Writing for Insider, Hilary Bruek said Pfizer was persuaded to invest in the research necessary to develop what became the PHQ-9 by Howard Kroplick, one of their marketers. Kroplick told STAT: “It wouldn’t have happened if it wasn’t for me.” The PHQ-9 became a quick and easy tool that made many primary care doctors more comfortable prescribing antidepressants. Once Pfizer decided to underwrite the development of the PHQ-9, they contracted with Robert Spitzer and his wife Janet Williams, who were central figures in the revisions of the DSM-III.

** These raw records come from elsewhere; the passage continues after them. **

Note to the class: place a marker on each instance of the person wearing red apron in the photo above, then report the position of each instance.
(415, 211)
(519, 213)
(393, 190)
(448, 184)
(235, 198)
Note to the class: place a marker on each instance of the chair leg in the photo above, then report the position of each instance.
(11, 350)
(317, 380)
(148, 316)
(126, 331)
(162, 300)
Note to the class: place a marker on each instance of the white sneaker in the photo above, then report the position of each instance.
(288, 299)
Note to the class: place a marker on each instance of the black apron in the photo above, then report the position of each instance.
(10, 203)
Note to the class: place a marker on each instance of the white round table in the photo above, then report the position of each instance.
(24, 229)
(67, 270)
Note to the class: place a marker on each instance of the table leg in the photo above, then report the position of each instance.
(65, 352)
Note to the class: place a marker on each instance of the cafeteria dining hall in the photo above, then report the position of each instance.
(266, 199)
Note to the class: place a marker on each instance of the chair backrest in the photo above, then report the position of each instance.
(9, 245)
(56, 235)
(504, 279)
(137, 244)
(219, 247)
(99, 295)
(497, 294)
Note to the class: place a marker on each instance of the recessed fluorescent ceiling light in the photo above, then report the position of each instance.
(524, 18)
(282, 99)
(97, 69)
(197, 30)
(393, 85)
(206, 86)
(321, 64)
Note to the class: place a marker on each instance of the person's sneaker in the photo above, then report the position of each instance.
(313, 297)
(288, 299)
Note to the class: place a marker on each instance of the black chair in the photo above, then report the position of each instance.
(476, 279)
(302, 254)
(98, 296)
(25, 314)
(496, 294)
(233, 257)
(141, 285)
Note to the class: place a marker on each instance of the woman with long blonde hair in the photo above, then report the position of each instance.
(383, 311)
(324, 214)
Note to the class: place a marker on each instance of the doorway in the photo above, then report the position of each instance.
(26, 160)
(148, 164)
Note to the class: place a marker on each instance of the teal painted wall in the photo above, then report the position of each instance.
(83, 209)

In September of 2001, Kurt Kroenke, Robert Spitzer and Janet Williams published “The PHQ-9” in the Journal of General Medicine. The authors thought brief measures like the PHQ-9 were more likely to be used in the busy setting of primary care clinical practice. “Brevity coupled with its construct and criterion validity makes the PHQ-9 an attractive, dual-purpose instrument for making diagnoses and assessing severity of depressive disorders.” Note that the creators of the nine item PHQ-9 thought it could be used to diagnose depression. STAT reported the PHQ-9 has become an omnipresent tool, being cited in more than 11,000 scientific papers and routinely used in primary care and other routine visits.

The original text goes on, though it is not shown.